Published : 2014-04-29 20:52
Updated : 2014-04-29 20:52
Former high-ranking government officials should be banned from taking influential posts in financial companies, the government decided in the aftermath of the ferry sinking.
But without an alternative plan, this sudden and restrictive measure may also cause side effects, such as a personnel vacuum or nonprofessionals taking key posts, observers pointed out.
The government recently stated that former ranking officials of the Finance Ministry and the Financial Supervisory Service should be banned from taking posts in related financial organizations, according to officials Tuesday.
Such officials are often referred to as “mofia,” a derogatory term derived from :Ministry of Finance” and “Mafia.”
Former officials of the ministry, the FSS or the Financial Services Commission may legally be reemployed in affiliated financial organizations, unless their business territories overlap.
“Following the ferry disaster, the public poured its anger upon the government, blaming the inefficiency of its affiliated organizations and officials,” said an official of the FSS.
“Under these circumstances, the personnel transfers of ranking financial officials to (financial companies) are efficiently paralyzed and this is likely to continue for a while.”
It was suggested that the sinking of the ferry Sewol was partly attributable to the slack operations of supervisory organizations such as the Korea Shipping Association and the Korea Register of Shipping, both of which were chaired by former government officials.
This reignited the dispute that government-appointed leaders largely hamper the operating efficiency as they lack professional knowledge as well as dedication to the organization.
A series of financial accidents, such as the massive leak of personal information earlier this year, also led to criticism that former government officials should no longer be given priority for chairman posts in affiliated bodies.

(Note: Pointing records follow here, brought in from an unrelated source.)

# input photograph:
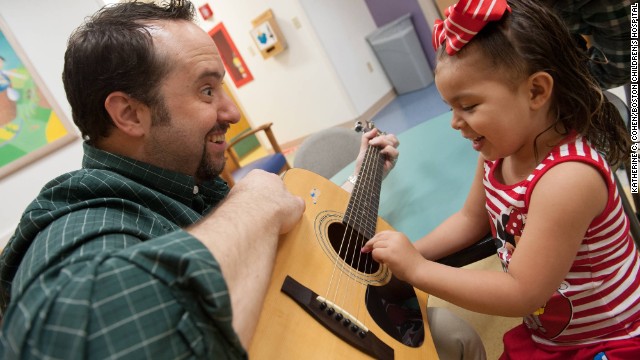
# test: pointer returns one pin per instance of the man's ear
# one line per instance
(540, 89)
(128, 114)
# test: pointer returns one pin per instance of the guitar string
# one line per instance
(339, 263)
(368, 159)
(375, 159)
(356, 253)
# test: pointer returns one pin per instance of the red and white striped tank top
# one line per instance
(600, 296)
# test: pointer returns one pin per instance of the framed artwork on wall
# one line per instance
(233, 62)
(267, 36)
(31, 125)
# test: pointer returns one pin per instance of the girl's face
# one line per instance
(492, 112)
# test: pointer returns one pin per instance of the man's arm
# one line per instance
(242, 233)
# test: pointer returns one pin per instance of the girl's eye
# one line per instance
(208, 91)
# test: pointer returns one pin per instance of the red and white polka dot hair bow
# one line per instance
(464, 20)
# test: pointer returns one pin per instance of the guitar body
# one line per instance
(309, 262)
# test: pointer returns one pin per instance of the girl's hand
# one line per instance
(396, 251)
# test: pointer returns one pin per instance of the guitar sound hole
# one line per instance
(347, 243)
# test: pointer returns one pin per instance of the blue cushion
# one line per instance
(271, 163)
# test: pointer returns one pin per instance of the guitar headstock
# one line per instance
(366, 126)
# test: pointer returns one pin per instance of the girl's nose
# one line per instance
(456, 121)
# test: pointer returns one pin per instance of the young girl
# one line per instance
(522, 94)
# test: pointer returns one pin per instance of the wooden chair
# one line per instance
(274, 162)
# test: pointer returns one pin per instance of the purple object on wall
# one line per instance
(385, 11)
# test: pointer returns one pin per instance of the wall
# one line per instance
(302, 90)
(351, 56)
(384, 11)
(313, 84)
(42, 36)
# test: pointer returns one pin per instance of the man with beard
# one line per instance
(144, 252)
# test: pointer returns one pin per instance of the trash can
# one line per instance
(398, 49)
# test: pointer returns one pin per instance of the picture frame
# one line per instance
(31, 123)
(233, 62)
(267, 36)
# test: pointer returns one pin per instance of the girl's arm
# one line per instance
(461, 229)
(565, 201)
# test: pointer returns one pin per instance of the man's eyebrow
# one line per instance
(218, 75)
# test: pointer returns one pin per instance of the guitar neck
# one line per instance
(362, 210)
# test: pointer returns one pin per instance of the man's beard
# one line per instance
(207, 170)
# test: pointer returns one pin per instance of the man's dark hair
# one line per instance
(113, 50)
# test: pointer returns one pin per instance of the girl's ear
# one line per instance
(128, 114)
(540, 89)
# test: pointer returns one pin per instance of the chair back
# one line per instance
(328, 151)
(274, 162)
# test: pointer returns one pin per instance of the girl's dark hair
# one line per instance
(113, 51)
(531, 39)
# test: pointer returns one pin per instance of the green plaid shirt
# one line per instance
(99, 267)
(609, 25)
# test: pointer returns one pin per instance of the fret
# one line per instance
(362, 210)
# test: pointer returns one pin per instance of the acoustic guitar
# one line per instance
(328, 300)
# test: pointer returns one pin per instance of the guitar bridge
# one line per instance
(339, 322)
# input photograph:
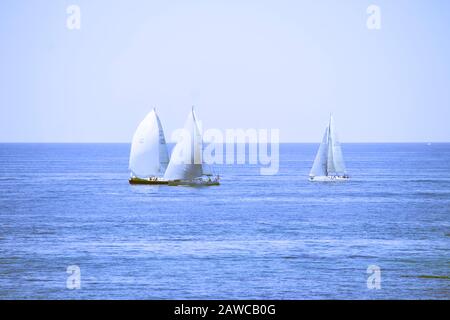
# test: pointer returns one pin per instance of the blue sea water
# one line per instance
(270, 237)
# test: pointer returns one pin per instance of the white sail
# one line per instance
(149, 156)
(338, 159)
(320, 163)
(186, 159)
(329, 160)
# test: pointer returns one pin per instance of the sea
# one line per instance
(72, 227)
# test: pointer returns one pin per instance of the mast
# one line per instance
(186, 160)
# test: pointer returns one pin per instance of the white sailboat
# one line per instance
(186, 165)
(329, 163)
(148, 156)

State-run companies such as the General Insurance Association of Korea and the Korea Housing-Finance Corp. are therefore to remain without a chief as most of the rumored candidates were former Finance Ministry officials.
Some financial industry officials, however, expressed concerns that the strict personnel ban may also have side effects.
The state-run Korea Deposit Insurance Corp. recently received a new audit inspector who was a regional official of the ruling Saenuri Party, with no experience in the financial sector.
“It is understandable that the government should want to end the mofia personnel custom but it should also make sure that inexperienced, unprofessional figures (do not) take the posts instead,” said an official of a state-run bank, refusing to be identified.